Matrix Completion for Recommendation System Based on Federated Learning
In this project, an algorithm would be designed to solve the Matrix Complication problems based on Federated Learning. For general Matrix Complication problems, the main idea is to deconstruct a huge sparse matrix M^{m×n} to subsets X^{m×r},Y^{r×n}, and then let M ̂=X^{m×r}* Y^{r×n} to be a complication matrix. In Federated Learning structure, the model would be divided into two parts, one stores in the Server and the other stores in the Clients. The two parts could not transfer data directly, which could enhance the data security for users. In the Federated Matrix Complication problem, the matrix M^{m×n} would be stored in m Clients’ device, each client holds an n-length vector. During the training process, there would be two steps for each iteration.
Step1: Local Training. In this process, the Server would broadcast the gradient to each client, and the clients update their model at the local device. Step2: Server Training. The server collects the gradients from clients, does some change (e.g., take the average), and then uses it to update its model.

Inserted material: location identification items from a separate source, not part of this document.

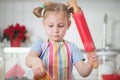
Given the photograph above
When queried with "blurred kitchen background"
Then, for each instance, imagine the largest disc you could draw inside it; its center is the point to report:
(103, 18)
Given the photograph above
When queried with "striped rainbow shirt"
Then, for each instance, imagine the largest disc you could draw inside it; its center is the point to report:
(58, 58)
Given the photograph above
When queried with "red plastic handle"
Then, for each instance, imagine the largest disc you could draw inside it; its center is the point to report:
(84, 33)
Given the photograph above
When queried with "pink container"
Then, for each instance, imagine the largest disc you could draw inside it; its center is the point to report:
(111, 77)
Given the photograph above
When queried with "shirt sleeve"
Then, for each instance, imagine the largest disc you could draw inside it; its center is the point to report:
(37, 46)
(77, 55)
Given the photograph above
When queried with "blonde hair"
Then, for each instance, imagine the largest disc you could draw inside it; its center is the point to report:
(52, 7)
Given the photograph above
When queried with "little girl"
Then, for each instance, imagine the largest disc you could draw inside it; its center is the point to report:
(56, 55)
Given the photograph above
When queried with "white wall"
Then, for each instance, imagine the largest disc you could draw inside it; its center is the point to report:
(21, 12)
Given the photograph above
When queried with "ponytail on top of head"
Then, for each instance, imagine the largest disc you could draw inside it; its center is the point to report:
(54, 7)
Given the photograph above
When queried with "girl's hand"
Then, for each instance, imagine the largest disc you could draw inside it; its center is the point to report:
(92, 58)
(38, 68)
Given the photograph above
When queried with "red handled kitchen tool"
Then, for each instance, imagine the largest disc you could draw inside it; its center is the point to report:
(84, 33)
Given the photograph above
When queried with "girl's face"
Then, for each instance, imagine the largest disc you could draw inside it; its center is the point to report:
(56, 25)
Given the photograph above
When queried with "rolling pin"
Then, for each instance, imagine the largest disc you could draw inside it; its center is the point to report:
(83, 30)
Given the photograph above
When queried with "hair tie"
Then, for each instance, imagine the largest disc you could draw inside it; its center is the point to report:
(42, 5)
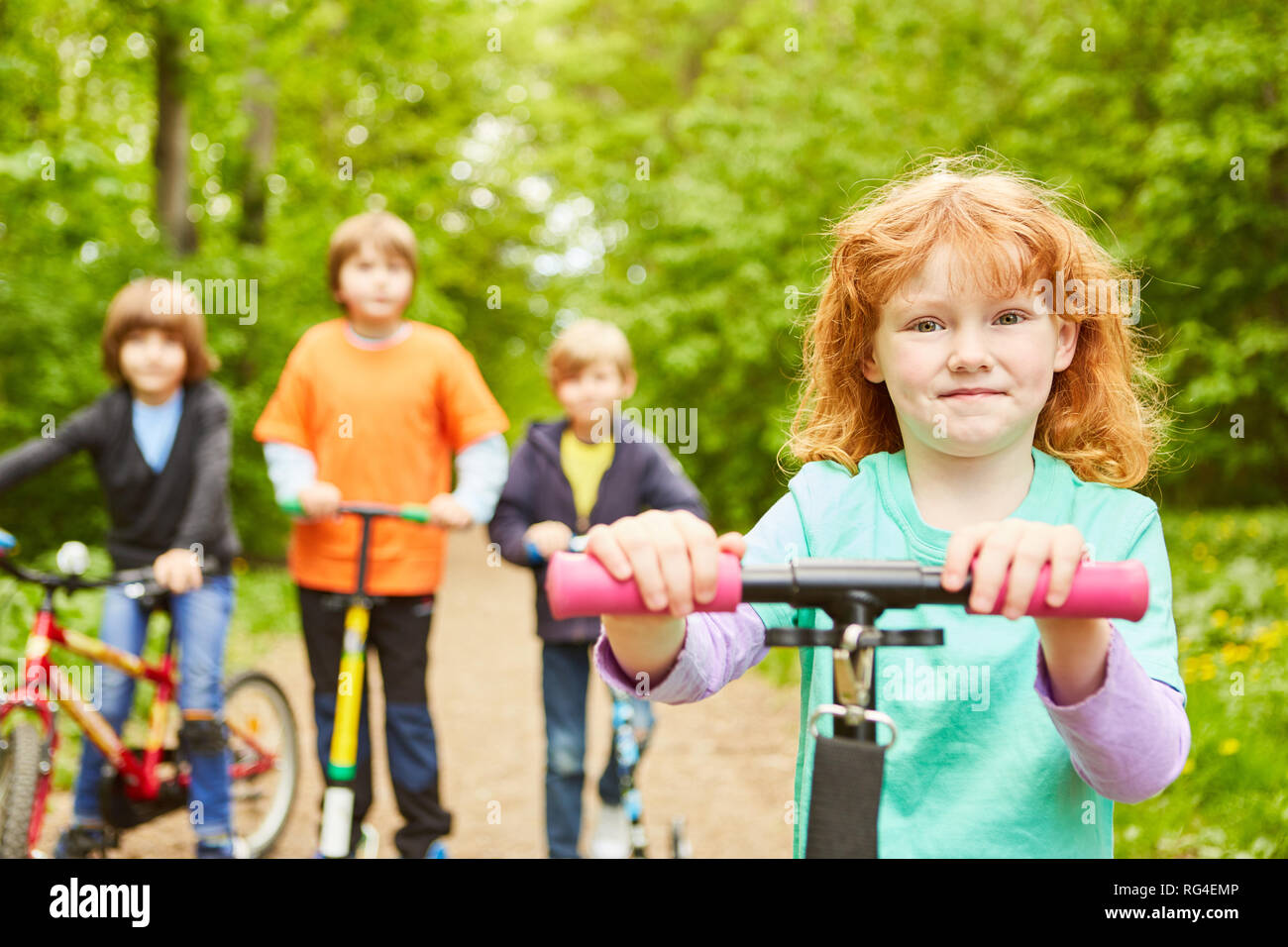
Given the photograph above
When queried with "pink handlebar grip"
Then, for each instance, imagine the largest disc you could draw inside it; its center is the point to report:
(1099, 590)
(579, 585)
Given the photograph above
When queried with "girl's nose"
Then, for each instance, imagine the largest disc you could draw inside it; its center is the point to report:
(969, 352)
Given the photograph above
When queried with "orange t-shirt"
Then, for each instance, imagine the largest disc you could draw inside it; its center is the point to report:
(382, 425)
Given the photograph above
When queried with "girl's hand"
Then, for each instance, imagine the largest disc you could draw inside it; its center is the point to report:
(178, 571)
(1014, 548)
(671, 554)
(443, 510)
(549, 536)
(320, 500)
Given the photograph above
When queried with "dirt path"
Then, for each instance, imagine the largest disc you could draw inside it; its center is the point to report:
(725, 763)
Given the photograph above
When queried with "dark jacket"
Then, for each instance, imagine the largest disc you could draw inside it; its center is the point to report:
(184, 504)
(643, 475)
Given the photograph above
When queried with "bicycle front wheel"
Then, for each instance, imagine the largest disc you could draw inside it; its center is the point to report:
(266, 759)
(20, 781)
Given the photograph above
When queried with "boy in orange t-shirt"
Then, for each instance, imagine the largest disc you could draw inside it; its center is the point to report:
(373, 407)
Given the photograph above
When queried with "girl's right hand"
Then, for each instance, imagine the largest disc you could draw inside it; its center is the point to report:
(320, 500)
(673, 556)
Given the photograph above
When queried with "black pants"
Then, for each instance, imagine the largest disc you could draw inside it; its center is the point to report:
(399, 631)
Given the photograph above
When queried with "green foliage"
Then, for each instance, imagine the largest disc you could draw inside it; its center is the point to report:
(1231, 596)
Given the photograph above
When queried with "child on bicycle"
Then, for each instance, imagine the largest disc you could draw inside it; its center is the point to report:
(956, 412)
(373, 407)
(160, 444)
(566, 475)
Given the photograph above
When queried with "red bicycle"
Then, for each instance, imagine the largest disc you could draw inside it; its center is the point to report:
(140, 784)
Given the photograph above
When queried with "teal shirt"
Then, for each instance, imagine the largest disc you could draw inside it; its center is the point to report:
(978, 770)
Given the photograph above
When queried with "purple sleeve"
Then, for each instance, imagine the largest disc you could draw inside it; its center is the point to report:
(717, 647)
(1129, 738)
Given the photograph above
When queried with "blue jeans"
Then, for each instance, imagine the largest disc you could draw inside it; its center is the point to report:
(565, 677)
(200, 621)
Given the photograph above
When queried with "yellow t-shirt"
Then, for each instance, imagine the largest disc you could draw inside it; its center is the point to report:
(584, 466)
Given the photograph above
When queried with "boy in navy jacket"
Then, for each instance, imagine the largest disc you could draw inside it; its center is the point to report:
(567, 475)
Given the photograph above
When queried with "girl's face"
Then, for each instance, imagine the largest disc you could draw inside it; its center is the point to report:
(967, 372)
(375, 286)
(154, 364)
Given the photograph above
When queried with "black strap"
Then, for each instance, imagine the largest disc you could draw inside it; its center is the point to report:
(845, 797)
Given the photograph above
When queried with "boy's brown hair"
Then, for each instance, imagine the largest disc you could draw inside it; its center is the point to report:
(387, 232)
(155, 303)
(584, 343)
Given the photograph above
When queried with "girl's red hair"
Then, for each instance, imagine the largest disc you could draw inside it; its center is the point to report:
(1104, 415)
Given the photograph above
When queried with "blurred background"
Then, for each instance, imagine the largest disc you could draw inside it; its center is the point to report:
(673, 167)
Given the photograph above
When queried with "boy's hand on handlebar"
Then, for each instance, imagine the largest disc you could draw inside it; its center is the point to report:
(1013, 551)
(178, 571)
(320, 500)
(549, 536)
(443, 510)
(673, 557)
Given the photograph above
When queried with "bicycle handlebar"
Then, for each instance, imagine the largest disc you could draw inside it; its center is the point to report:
(142, 578)
(579, 585)
(416, 513)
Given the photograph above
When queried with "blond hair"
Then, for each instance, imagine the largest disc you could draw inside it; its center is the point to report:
(389, 234)
(1104, 415)
(156, 303)
(584, 343)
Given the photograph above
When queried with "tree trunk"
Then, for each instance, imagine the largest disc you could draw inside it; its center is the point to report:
(259, 144)
(171, 145)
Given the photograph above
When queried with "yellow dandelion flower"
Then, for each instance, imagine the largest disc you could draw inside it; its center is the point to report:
(1267, 638)
(1235, 654)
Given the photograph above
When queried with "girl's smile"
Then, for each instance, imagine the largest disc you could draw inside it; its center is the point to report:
(967, 371)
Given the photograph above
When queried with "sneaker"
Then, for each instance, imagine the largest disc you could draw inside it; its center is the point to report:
(84, 841)
(612, 838)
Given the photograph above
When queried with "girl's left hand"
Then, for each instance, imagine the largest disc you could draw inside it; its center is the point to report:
(178, 571)
(1013, 551)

The challenge for this project is to enhance the accuracy and robustness of each user’s result. The normal Matrix Complication model could be trained well because of the correlation among different users. But for Federated Learning, this advantage may disappear. Another challenge is to ensure the security of user’s data. And in this project’s setting, our target is to guarantee that server could not know directly or deduce the raw scoring data from user’s uploading gradients.
In this project, we designed a distributed algorithm for the Recommendation System based on a Federated Learning setting called the Fed_MF algorithm, using the Random Gradient Merge method to guarantee the security of raw data. And the results showed that the accuracy of Fed_MF is close to original algorithms, with only 1.23% accuracy loss. Thus, the Fed_MF algorithm is an acceptable and efficient method to solve Recommendation System problems.